With Alsberg’s help he won a Guggenheim grant. In 1940
Native Son
was published and made Wright a literary star. But unlike Algren, Cheever, and many of the others, he always acknowledged a debt to the FWP for nurturing him.
Even Alsberg himself was removed, replaced by John D. Newsom, who, the reverse of his predecessor, had a reputation for getting things done but not for literary judgment.
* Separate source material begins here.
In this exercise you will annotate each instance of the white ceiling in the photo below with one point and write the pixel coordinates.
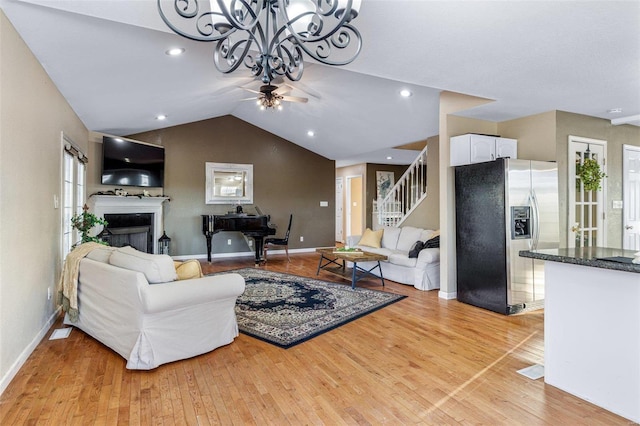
(108, 60)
Many of the greats and future greats were gone by the time
America Eats
copy started flowing in 1940. The writers were not eager for new projects. Stetson Kennedy recalled, “Washington kept cooking up these sidelines.
America Eats
was one of those sidelines.” Nor were all the state directors enthusiastic. The Tennessee state director called Kellock’s proposal “unusually uninspiring.”
Lyle Saxon of New Orleans was placed in charge of the final editing of the project, something that never took place. Saxon had been considered a great catch for the FWP. As director of the Louisiana Writers’ Project, he was a logical choice to be in charge of
America Eats
. He had been one of the few directors who had been able to turn in guidebooks clean enough and good enough for a final edit. His New Orleans Guide was considered the model guidebook, a local bestseller that is still read and referred to in New Orleans. In 1926 his short story “Cane River” had won an O. Henry Prize, and he was immediately hailed as the next great voice from the South. In the 1920s, while Saxon was working on the
Times-Picayune
, he hosted late-night salons with William Faulkner, Sherwood Anderson, and other celebrated literati in his French Quarter home. In 1937 his novel
Children of Strangers
, about mulattoes in northern Louisiana, was acclaimed by critics as the new great southern novel. He never fulfilled that promise, but he is still remembered in New Orleans for the New Orleans Guide, some of his Louisiana legends that are still in print, and for having been a character in the celebrated French Quarter literary scene. It is his nonfiction for which he is known today in New Orleans, and
America Eats
probably would have been one of his enduring accomplishments. Although a flagrant anti-Semite—he once wrote “a good massacre would do New York no end of good. It is now the largest Jewish city in the world”—he considered himself a great friend of “the Negro” and worked hard for a black presence in FWP work.